Falklands warning: China and Russia 'could push UK and Argentina into fresh dispute'
Britain and Argentina have long argued over sovereignty of the Falklands, which boiled over into conflict when the South American country invaded the British Overseas Territory almost 40 years ago. Before that though – following the creation of the Antarctic Treaty System – the territory south of the 60th parallel was formed into a new dependency, the British Antarctic Territory, which also overlaps claims by Argentina and Chile on the icy continent. This area includes three regions which were previously administered by the British as separate dependencies of the Falkland Islands – Graham Land, the South Orkney Islands, and the South Shetland Islands.
All three country's claims to the region have been suspended since the treaty, Article 4 of which states "No acts or activities taking place while the present Treaty is in force shall constitute a basis for asserting, supporting or denying a claim to territorial sovereignty in Antarctica".
As diplomatic relations over the Falklands continue to be strained, Royal Holloway's Professor Klaus Dodds has stated the two countries will continue to uphold their deal in Antarctica.
He told Express.co.uk: “I think, for the moment, conflict between the UK and Argentina is unlikely.
“The UK and Argentina have, in a sense, some common cause here.
“Despite all their disagreements in places like the Falklands, there is a common cause because both countries are long-standing, but smaller Antarctic nations.
“The Antarctic Treaty System protects both of their territorial claims."
The Antarctic Treaty System entered into force in 1961 and sets aside Antarctica as a scientific preserve, for freedom of scientific investigation and bans military activity on the continent.
But, while Prof Dodds is sure the UK and Argentina will not break the agreement, he fears others may.
He added: “The last thing the UK and Argentina want – and Chile because they claim the same part – is the treaty to fall apart.
“That is of no strategic advantage to any of those three countries.
“So what Argentina and Britain will do in the future is continue to trade in a war of words over the ownership of the Falklands and South Georgia, but they don’t want conflict
“There is no incentive and both would look on with concern in terms of what Russia and China might wish to do in Antarctica and hope that the US would be an important strategic counterbalance.”

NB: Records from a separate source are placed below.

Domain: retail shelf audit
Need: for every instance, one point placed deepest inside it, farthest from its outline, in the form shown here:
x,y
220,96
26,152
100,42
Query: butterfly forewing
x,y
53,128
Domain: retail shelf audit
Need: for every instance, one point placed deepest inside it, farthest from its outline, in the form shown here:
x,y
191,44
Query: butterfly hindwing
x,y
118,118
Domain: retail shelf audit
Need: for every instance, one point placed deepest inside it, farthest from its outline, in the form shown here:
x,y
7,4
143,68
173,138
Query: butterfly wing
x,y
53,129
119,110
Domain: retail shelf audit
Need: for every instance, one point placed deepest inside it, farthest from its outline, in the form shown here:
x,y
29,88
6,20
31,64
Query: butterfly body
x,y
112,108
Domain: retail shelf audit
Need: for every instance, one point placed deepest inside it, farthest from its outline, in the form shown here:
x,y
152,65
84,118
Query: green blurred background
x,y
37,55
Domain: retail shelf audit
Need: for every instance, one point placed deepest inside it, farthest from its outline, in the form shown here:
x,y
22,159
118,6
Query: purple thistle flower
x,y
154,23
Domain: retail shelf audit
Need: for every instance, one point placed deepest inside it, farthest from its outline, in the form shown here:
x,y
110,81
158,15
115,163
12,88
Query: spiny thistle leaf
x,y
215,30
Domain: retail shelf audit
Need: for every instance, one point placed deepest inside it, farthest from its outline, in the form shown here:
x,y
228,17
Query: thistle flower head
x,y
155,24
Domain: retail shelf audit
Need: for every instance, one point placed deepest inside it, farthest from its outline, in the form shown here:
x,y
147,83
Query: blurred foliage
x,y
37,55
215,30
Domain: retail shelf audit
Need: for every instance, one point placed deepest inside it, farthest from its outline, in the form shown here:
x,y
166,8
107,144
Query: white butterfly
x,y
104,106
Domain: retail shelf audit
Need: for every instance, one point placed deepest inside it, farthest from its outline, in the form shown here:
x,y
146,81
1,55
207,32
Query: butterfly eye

Russia currently has the most icebreaker ships in the Antarctic and China is building more, in what experts have already warned could lead to future tension.
They are both trying to contest marine protected areas, to allow for more fishing, which some say is a proxy for mineral mining.
In 2048, several elements of the Antarctic Treaty will come up for contention, but Prof Dodds warns that China and Russia can “chip away” at parts of the treaty well before then, which risks crumbling the whole pact.
He continued: "In the next five to 10 years, a lot of this tension will make itself known, so there’s no point obsessing about dates on the treaty.
“What’s going on now is a source of concern, not what happens in 2048 – a lot of these things are already revealing themselves.
“We’ve got to stop thinking of these places as remote, unimportant or disconnected, they’re not – they are centre stage in global politics.
“Western countries want to hang on to the treaty, so what China will do is it will keep chipping away at the terms – in the sense of the collective will and determination of the others to try and block them – because they don’t want China to walk away, or Russia.
“That’s why consensus often leads to uncomfortable compromise, it’s a Catch-22 – you want to keep the big players, but it carries with it costs and dangers.”
Prof Dodds says this is the kind of scenario which could potentially leave the door open to difficult decisions between the UK and Argentina if the treaty no longer holds weight.
He added: “Argentina and the UK are both claimant states in Antarctica and the Antarctic Treaty protects their territorial interests.
“With China and Russia chipping away, you might have a situation where other parties have a very difficult decision to make about how they maintain ‘consensus’ which is the hallmark of Antarctic governance.
“No one wants China and Russia to walk away from the treaty.
“Argentina and the UK, of course, if they both remain part of the treaty, still have a common interest in making sure that the treaty endures.”